2.4 Polymerase Chain Reaction Learning Intentions Understand the amplification of DNA using polymerase chain reaction (PCR) Success Criteria explain the use of PCR. describe the process of DNA amplification.

Why PCR? So we isolate some DNA from a crime scene.. Studies on a single isolated piece of DNA are nearly impossible to conduct. So we need a way to amplify it: Polymerase Chain Reaction(PCR) PCR: a process to exponentially amplify a DNA sample

Steps in PCR

Step 1: denaturing The DNA sample needs to be separated into two separate strands. The separation happens by raising the temperature of the PCR mixture, causing the hydrogen bonds between the complementary DNA strands to break This occurs at approximately 94 °C for one minute.
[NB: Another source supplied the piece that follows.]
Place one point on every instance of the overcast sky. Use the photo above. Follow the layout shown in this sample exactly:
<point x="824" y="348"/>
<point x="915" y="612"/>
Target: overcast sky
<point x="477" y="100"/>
Step 2: Primers anneal Short segments of single-stranded DNA, known as primers (forward and reverse sequences), are added. Primers bind to the target DNA sequences (at 3′ ends) and initiate DNA synthesis (polymerisation). These primers can bind to their complementary sequences on the single-stranded template DNA. This occurs at approximately 55 °C for two minutes.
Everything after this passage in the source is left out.